Last week, just over three months after that second suit was filed in the case, a federal judge threatened to derail it before it even got started because several of the individuals or entities listed as defendants had not been served with the requisite paperwork.
'The plaintiffs have failed to serve the summons and complaint upon Avis Budget Group, Inc., Wyndam Worldwide Corp., Days Inn Worldwide, Inc., Steve Drocella and O.C. Tile within 120 after filing of the complaint,' the order from U.S. District Court Judge William Nickerson reads. 'It is ordered that the plaintiffs show good cause with 14 days of this order why the complaint should not be dismissed.'
The judge's order was issued last week on Aug. 12. Five days later on Monday, Aug. 17, the plaintiffs filed a statement in an attempt to show good cause why the various plaintiffs hadn't been served with the requisite paperwork in the new case in an effort to avoid an abrupt dismissal of the case as to those defendants. Essentially, the plaintiffs told the court several of the defendants in the original case were no longer represented by the same agents or attorneys in the second suit filed by the victims in the adjoining rooms, or in some cases, the new defendants simply could not be reached in order to serve them with the paperwork.
'These defendants are also essentially the same defendants who were party to a previously dismissed companion case over which this court had jurisdiction and to whom this matter was assigned,' the plaintiff's letter defending the delay in serving the paperwork reads. 'Upon filing the complaint and receipt of writs of summons to serve original process upon these defendants, the plaintiff's forwarded same to a private process server for service upon all of the various defendants on or about April 7, 2009.'
At risk of dismissal is the new suit, which includes 35 total counts against the aforementioned defendants, seeking a combined $25 million.
Late in the evening on June 26, the plaintiffs in the two separate rooms began to complain of a variety of symptoms including but not limited to severe headaches and vomiting, which they initially believed was food poisoning.
In room 125, a plaintiff awoke at around 1:30 a.m. on June 27 with a severe headache. She fell back asleep and woke again around 7:30 a.m. feeling weak and shaky. Also in room 125, another plaintiff complained of a severe headache and numbness in her left arm upon waking.
Around 9:30 a.m., the female plaintiff called 911 along with the occupants of room 127 to tell them an ambulance was on the way. Shortly thereafter, Ocean City EMS arrived and transported each of the plaintiffs to AGH where they were kept for several hours for treatment for what was believed to be food poisoning. It later turned out all five were suffering from exposure to high levels of carbon monoxide poisoning.

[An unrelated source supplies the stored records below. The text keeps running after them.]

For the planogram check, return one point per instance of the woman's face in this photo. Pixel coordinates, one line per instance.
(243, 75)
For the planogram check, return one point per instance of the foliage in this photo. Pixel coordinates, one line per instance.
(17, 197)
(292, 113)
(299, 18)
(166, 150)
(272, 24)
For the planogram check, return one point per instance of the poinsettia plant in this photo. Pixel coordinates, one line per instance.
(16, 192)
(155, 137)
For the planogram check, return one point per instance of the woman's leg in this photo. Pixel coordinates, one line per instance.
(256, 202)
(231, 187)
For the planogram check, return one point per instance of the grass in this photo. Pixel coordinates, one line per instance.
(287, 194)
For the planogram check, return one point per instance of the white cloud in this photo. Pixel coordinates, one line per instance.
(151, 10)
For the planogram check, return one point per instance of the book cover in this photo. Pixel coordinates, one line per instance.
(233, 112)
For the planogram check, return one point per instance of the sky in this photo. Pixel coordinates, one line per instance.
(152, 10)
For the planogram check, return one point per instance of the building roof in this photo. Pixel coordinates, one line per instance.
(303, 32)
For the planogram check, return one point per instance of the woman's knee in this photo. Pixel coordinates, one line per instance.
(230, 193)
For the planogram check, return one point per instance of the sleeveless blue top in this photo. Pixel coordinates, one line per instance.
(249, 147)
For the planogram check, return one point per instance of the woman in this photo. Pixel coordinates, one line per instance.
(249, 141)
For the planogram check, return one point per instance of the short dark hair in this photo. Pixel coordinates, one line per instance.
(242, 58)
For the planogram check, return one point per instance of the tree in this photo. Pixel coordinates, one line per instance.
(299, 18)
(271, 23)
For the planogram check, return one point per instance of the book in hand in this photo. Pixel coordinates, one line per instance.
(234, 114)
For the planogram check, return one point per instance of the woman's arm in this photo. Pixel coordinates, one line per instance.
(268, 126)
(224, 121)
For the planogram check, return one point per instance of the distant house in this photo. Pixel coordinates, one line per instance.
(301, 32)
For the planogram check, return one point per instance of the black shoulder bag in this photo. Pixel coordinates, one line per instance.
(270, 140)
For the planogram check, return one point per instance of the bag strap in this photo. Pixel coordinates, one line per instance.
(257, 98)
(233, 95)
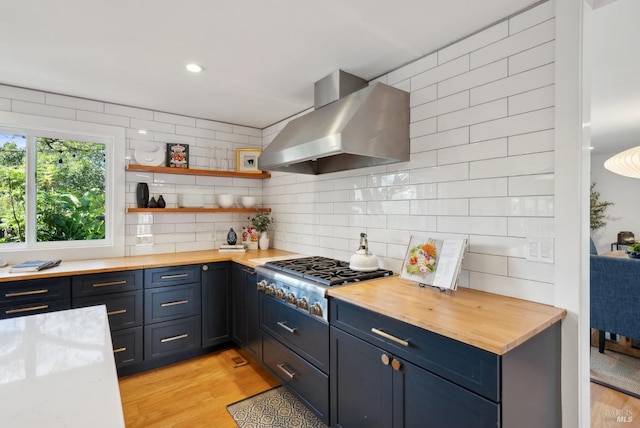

After several hours at the hospital, all five plaintiffs returned to the motel around 2 p.m. to gather their belongings and return home. About 30 minutes after they left Ocean City, hospital officials called the husband of one of the plaintiffs and told him the plaintiffs were suffering from carbon monoxide poisoning and that they should return to AGH immediately.
The plaintiffs went back to the hospital where they were administered oxygen for roughly five hours. They later learned two members of a family staying in an adjacent room had died of carbon monoxide poisoning during the same incident.